A diferencia de las peleas de gallos, que era una diversión general –pero no exclusivamente- más popular, el toreo era un espectáculo que involucraba a todos los sectores de la sociedad: el virrey solía hacer una entrada ceremonial a la plaza y ocupar el espacio que fuera construido como palco. Pero también las corporaciones, españoles e indígenas, acudían, de acuerdo a María Concepción Amerlinck, “con signos diferenciales y aderezaban sus tablados con sus armas y estandartes, de manera que el espectáculo estaba también en las tribunas”. Además, la celebración de corridas de toros, siguiendo cada lugar tradiciones propias, añadiendo o quitando suertes, juegos o fases del espectáculo, ocurría en prácticamente todas las ciudades del reino y en pueblos de indios también.

En lo que se refiere estrictamente al toreo, éste era principalmente a caballo, pero también a pie.

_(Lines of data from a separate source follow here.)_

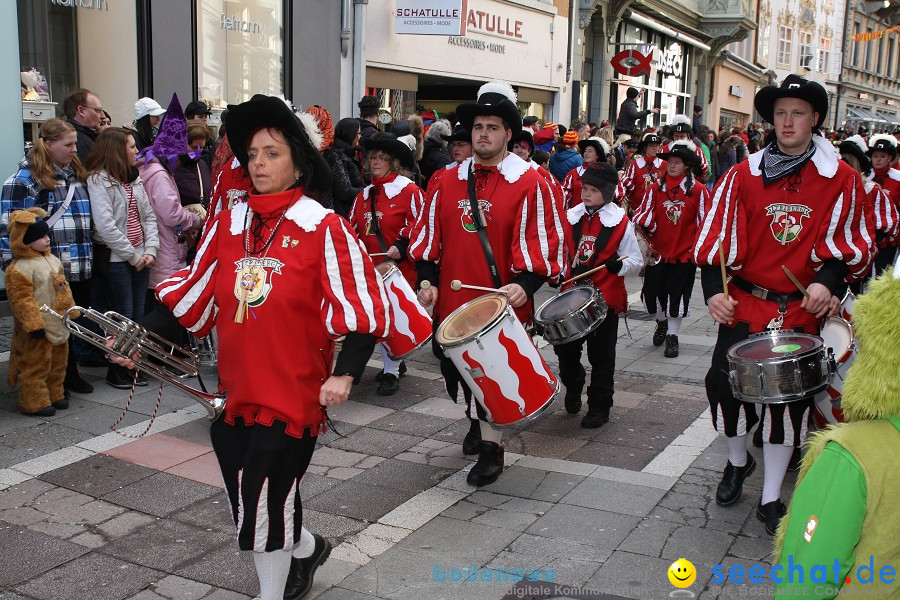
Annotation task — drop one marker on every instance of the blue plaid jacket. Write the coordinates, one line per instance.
(70, 238)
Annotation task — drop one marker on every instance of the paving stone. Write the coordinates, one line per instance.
(615, 496)
(97, 475)
(94, 576)
(162, 494)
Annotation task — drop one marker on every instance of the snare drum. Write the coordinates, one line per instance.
(572, 314)
(498, 361)
(410, 323)
(778, 366)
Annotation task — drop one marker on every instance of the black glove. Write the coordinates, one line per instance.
(614, 265)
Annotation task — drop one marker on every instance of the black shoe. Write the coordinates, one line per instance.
(732, 483)
(388, 386)
(302, 570)
(573, 402)
(472, 441)
(796, 459)
(489, 465)
(48, 411)
(596, 417)
(671, 346)
(659, 336)
(770, 514)
(77, 385)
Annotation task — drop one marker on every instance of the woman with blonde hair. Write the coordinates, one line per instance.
(51, 177)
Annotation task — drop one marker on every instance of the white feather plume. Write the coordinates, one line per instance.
(498, 87)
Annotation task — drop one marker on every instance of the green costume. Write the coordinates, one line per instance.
(844, 514)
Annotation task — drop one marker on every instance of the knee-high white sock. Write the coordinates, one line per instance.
(489, 434)
(775, 461)
(674, 325)
(306, 546)
(272, 569)
(737, 450)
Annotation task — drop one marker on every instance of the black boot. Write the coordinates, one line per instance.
(732, 483)
(489, 465)
(472, 441)
(671, 346)
(659, 336)
(302, 570)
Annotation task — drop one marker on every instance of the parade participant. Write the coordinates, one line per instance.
(382, 216)
(520, 231)
(682, 130)
(281, 278)
(793, 203)
(844, 509)
(882, 151)
(644, 169)
(670, 214)
(600, 234)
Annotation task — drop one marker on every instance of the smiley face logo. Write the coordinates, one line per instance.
(682, 573)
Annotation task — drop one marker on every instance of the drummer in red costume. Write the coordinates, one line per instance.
(670, 213)
(600, 234)
(281, 278)
(382, 216)
(521, 228)
(793, 203)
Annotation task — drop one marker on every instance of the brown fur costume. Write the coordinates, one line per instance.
(37, 364)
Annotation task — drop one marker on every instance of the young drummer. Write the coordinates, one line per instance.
(670, 214)
(601, 234)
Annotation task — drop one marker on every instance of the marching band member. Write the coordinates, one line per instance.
(281, 278)
(521, 230)
(382, 216)
(793, 203)
(601, 234)
(670, 214)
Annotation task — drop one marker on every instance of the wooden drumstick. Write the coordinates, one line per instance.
(795, 281)
(722, 265)
(586, 273)
(457, 285)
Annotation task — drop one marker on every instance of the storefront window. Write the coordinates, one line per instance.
(240, 50)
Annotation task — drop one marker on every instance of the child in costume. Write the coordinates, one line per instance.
(844, 511)
(39, 352)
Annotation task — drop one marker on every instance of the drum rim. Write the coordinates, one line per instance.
(507, 308)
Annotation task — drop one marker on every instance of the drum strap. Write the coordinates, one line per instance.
(480, 228)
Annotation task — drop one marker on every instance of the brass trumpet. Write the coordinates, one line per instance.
(157, 356)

Y fue esta última forma la que se fue imponiendo por las fechas en las que José Gómez escribe su diario. La presencia de perros en el ruedo, acompañando a los toreros, era frecuente, así como el entremés de correr liebres para atestiguar su cacería. En cambio, por la forma en la que lo describe el alabardero, parece que lo de soltar venados no era algo tan común pero tampoco extraño. Cuenta Gómez en su diario que, a propósito del espectáculo con venados del 21 de enero de 1788, se compuso una décima satírica:

El género de venados
Que en la plaza ha de correr,
Sin duda que debe ser,
El de los hombres casados.
Y muchos enamorados
Que a sus mujeres y damas
Las llevan a ver las tramas
Donde se enreda el venado,
Que quedará desollado
Sin dinero y con escamas.

Llama la atención el desagrado de Gómez con la temporada en general y con la “diversión bien fea” de la cacería de venados y liebres. Parece que en medio de la enorme crueldad que involucra este espectáculo, incluso para los gustos de la época había límites que no debían cruzarse. No sorprende así, que pocos años después, en 1815, José Joaquín Fernández de Lizardi escribiera una fábula de crítica al toreo como una diversión salvaje. O, por su parte, el virrey Félix Berenguer de Marquina (1800-1803) decía que “fiestas que, como la de toros, originan efectivamente irreparables daños y perjuicios en lo moral y político”, y buscó su prohibición al menos al interior de teatros durante su administración.

La molestia de Gómez con la temporada parece también encontrarse en el exagerado y mal logrado esmero de Castera porque fuera una buen espectáculo. En la tercera corrida, la tarde del 23 de enero, “don Ignacio Castera dio bofetadas y de palos a algunos de los toreros, cosa muy mal hecha y en público, que todos los tuvieron a mal”. Parece que, en efecto, fue una muy mala temporada.